Management for Profitable Analytics – Part 1

thumb_project_schedule_wpclipart_600x435In this blog tutorial series, you will learn about the management of successful business intelligence and analytics projects. Topics include:

  • Defining Scope and Objectives
  • Finding the Right Sponsor
  • Producing the Project Roadmap and Plans
  • Organizing the Team
  • Executing the Plan
  • Finishing the Project
  • Avoiding Major Data Warehouse Mistakes.

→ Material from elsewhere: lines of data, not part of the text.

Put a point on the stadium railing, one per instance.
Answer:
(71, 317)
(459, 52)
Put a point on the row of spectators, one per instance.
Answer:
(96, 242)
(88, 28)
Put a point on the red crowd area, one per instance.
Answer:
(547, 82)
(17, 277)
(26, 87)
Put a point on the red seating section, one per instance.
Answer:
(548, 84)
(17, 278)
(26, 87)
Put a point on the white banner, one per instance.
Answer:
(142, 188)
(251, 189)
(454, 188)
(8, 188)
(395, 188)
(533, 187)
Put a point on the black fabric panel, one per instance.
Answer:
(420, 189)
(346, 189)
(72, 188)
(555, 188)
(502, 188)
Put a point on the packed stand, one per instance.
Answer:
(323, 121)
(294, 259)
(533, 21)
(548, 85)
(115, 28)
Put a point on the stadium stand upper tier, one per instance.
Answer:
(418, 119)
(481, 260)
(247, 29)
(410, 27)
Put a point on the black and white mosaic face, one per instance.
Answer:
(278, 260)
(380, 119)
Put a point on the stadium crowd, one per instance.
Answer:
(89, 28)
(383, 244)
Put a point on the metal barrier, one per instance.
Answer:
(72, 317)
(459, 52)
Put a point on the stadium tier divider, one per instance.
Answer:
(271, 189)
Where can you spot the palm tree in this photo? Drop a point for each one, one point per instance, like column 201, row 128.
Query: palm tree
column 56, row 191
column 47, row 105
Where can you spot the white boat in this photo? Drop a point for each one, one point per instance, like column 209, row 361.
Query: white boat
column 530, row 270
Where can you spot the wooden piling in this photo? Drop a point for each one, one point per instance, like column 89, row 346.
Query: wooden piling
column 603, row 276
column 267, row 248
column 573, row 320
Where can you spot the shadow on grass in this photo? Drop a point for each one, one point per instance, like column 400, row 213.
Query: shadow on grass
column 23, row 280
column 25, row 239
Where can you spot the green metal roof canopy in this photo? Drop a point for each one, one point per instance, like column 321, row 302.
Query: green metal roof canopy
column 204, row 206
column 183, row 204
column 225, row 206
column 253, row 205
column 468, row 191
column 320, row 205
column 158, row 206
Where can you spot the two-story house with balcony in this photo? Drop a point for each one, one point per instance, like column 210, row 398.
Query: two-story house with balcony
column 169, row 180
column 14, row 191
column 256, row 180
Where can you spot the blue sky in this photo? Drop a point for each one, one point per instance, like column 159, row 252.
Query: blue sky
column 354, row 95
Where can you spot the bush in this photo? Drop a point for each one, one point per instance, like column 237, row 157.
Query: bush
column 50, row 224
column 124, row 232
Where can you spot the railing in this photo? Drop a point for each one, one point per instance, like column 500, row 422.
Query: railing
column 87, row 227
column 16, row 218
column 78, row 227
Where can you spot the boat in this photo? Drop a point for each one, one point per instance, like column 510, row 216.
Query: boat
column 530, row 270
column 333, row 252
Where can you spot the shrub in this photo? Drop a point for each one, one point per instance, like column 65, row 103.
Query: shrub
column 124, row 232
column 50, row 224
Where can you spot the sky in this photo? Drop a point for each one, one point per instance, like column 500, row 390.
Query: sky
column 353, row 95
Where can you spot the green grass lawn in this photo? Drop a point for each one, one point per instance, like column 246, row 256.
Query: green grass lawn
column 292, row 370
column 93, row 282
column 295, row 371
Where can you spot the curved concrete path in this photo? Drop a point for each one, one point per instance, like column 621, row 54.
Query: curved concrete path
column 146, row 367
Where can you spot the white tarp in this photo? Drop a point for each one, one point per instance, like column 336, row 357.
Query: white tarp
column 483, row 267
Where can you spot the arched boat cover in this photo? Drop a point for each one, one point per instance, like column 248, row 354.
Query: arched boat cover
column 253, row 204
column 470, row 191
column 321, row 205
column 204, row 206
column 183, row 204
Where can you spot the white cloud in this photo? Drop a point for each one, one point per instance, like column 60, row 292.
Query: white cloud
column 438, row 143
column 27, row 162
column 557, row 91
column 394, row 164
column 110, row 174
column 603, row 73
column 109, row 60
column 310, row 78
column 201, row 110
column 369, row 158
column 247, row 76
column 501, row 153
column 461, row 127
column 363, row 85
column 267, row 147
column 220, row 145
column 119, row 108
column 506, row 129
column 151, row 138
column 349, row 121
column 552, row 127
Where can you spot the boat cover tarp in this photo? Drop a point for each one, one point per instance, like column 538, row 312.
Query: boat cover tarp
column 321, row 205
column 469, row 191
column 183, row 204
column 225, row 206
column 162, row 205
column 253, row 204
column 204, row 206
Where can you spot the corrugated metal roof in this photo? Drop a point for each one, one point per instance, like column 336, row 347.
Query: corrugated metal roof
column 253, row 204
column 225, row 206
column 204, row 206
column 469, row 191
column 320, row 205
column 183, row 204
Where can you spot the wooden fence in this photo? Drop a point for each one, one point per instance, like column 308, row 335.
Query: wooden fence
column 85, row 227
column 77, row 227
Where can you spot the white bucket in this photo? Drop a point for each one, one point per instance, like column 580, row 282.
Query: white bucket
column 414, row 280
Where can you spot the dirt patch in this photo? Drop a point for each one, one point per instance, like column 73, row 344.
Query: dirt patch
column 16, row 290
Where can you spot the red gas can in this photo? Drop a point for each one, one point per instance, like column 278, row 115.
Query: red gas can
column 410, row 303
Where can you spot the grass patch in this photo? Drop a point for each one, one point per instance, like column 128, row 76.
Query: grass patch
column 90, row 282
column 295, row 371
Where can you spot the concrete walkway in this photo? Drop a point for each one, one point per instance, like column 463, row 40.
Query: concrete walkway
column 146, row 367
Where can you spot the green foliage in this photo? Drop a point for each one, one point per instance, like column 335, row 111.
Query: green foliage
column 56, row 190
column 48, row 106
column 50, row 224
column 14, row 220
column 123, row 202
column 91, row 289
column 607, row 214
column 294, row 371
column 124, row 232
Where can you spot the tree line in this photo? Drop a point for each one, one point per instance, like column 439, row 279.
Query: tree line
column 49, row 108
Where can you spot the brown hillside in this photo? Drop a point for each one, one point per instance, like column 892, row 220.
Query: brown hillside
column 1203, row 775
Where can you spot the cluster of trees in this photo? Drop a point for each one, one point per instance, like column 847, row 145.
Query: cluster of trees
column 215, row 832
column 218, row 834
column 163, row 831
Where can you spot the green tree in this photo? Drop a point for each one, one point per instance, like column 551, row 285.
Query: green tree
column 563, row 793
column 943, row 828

Defining Scope and Objectives

Scope specifies the boundaries of the project. It tells what is in and what is out. The scope definition started in the business case will be expanded, if needed, when the project is underway. This effort includes:

  • Overview of the project (Mission, Scope, Goals, Objectives, Benefits)
  • Scope plan
  • Scope definition
  • Alternative development.

Defining the correct scope and setting realistic objectives are critical to any project’s success, and a data warehouse project is no exception. Scope defines project boundaries including:

  • Business requirements addressed
  • Anticipated/planned users
  • Subject Areas such as inventory transactions or customer service interactions
  • Project success criteria, including quantified planned benefits.

Defining an overly large project scope and letting scope grow in an uncontrolled fashion (scope creep) are certain to cause project failure. Remember you cannot please everyone:

I cannot give you a formula for success,

but I can give you a formula for failure: try to please everybody.

Herbert Bayard Swope

Enterprise vs. Departmental Focus

The choice of Enterprise Data Warehouse vs. Departmental Data Mart is critical to the success of data warehousing projects. This choice is a major component of project scope. Examples of factors that arise with each focus, based on my experience, are shown in Table 1.

Table 1: Enterprise vs. Departmental Focus

Factor Enterprise Focus Department / Functional Focus
Organizational Scope Enterprise Wide Business Unit or Business Process Focused
Time to Build Multi-year phased effort Single Year effort
Sponsorship Required Executive Sponsor Management Sponsor
Complexity High Medium
Typical Cost Often a multimillion dollar effort Often less than $1 million effort

The project may require both an Enterprise Data Warehouse and one or more Data Marts. The future Technical Architecture blog article will explain more about this choice.